ECMO has been used in amlodipine overdoses as a lifesaving measure in patients who are refractory to all other standard medical treatments. Venoarterial ECMO (VA-ECMO), which allows gas exchange and hemodynamic support, is a potential rescue therapy in CCB-poisoned patients presenting with cardiogenic shock or mixed shock. Case reports describe the use of VA-ECMO in a combined amlodipine, lisinopril and hydrochlorothiazide overdose and in a combined amlodipine and metoprolol overdose. The patients in both reports survived (11,12). However, complications of ECMO are common and it is associated with increase in morbidity and mortality, due to bleeding, systemic thromboembolism, and infection (13). In our case, ECMO was not initiated because the patient’s BP and metabolic acidosis were improved after increasing the dosage of HIET and noradrenaline and providing mechanical ventilation support.

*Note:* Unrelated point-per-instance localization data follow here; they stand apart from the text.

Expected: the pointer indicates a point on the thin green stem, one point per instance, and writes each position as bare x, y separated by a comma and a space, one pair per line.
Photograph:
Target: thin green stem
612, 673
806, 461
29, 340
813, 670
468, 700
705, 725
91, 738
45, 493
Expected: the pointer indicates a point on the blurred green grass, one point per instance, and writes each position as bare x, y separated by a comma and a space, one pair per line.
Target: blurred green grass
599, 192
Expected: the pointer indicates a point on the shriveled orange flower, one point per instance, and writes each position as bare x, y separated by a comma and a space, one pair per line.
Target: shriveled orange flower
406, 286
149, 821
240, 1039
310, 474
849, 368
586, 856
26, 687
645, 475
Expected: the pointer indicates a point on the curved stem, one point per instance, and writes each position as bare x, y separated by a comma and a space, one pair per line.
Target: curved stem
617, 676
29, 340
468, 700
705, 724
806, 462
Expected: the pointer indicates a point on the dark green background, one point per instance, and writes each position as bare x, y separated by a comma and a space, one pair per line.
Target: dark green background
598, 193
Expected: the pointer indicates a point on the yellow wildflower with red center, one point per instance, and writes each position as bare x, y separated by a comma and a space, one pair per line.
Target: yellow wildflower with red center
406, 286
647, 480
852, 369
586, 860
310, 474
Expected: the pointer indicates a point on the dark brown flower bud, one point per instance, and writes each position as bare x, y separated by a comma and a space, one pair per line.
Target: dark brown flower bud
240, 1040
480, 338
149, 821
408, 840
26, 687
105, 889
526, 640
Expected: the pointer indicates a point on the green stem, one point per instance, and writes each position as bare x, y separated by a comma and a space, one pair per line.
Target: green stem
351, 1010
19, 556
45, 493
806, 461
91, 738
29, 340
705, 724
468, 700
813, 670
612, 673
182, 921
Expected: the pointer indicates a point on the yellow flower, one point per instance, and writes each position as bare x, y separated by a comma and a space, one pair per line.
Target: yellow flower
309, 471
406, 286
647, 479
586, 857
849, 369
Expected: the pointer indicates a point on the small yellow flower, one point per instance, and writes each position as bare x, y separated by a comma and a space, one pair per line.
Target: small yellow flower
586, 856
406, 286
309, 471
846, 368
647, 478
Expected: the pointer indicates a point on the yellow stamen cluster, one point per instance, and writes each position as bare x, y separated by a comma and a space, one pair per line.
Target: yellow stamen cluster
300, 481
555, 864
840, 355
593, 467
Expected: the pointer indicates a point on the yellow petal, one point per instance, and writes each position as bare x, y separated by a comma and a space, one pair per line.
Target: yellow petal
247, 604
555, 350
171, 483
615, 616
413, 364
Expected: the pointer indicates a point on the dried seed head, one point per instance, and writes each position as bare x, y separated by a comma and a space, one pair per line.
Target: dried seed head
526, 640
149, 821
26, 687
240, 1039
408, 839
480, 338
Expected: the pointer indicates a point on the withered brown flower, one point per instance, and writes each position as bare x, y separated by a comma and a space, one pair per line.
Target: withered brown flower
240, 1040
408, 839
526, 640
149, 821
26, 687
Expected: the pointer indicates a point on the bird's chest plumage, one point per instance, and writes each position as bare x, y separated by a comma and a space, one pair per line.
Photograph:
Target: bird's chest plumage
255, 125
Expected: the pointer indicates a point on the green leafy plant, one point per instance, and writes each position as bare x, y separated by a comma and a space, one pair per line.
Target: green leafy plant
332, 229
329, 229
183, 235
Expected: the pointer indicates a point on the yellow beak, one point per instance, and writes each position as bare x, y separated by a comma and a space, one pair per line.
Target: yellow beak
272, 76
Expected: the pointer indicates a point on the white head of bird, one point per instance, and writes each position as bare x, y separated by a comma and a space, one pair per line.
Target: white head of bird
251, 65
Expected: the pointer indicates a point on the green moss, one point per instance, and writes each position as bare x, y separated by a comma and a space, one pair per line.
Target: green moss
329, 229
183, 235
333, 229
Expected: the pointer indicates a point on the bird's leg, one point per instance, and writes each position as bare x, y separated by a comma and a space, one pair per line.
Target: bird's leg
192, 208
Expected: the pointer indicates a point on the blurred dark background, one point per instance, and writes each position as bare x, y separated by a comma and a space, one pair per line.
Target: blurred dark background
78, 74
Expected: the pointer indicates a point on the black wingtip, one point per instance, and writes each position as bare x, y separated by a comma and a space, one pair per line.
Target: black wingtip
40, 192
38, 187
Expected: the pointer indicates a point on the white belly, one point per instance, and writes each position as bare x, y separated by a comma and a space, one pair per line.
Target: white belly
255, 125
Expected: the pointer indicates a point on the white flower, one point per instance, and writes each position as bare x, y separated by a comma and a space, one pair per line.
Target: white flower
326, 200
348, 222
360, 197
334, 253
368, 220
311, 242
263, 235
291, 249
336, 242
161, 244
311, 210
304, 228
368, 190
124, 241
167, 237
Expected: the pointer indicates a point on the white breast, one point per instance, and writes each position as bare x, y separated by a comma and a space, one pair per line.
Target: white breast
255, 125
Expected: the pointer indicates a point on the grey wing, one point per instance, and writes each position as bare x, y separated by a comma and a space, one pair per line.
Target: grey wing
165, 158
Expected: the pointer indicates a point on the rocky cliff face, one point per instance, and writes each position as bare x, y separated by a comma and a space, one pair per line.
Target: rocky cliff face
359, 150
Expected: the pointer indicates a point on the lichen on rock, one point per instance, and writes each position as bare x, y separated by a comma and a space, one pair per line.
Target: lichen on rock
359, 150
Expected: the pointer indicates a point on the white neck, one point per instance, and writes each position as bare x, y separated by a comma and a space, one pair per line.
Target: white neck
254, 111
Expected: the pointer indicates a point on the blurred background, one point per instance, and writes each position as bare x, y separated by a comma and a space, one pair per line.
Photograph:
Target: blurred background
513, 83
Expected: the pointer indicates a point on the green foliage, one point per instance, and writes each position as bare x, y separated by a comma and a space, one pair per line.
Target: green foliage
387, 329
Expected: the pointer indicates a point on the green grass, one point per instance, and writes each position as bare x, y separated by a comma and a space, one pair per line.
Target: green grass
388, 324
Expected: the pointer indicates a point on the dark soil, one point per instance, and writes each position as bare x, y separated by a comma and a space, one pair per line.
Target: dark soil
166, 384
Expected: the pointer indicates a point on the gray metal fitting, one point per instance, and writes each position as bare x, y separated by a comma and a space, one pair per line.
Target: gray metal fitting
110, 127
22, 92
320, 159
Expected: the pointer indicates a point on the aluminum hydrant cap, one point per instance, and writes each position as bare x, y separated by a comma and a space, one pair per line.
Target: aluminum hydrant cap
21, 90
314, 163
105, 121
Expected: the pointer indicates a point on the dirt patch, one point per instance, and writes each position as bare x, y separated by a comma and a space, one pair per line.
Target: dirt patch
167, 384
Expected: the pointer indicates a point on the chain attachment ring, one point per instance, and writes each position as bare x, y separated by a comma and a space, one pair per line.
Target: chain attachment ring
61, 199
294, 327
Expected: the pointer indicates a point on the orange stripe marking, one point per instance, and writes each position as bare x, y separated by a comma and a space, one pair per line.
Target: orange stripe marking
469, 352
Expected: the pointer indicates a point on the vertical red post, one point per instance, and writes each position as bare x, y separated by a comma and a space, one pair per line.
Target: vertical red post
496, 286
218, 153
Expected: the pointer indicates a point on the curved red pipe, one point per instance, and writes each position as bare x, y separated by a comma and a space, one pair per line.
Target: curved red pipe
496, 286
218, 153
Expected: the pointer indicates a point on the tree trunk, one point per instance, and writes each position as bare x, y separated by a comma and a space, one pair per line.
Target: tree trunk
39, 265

CCB overdoses are challenging to treat, and the usual management can fail in cases with significant overdoses. It is important to do a careful history, thorough physical examination, and close monitoring, and to anticipate complications and treat them readily as they occur. Urgent administration of fluids, calcium, vasopressors, and HIET therapy seem to be the most well validated initial approaches to treatment, with the addition of the novel adjunct therapy being added into treatment based on necessity. Our successful management strategy should serve as a good learning experience as well as a recommendation for managing such patients.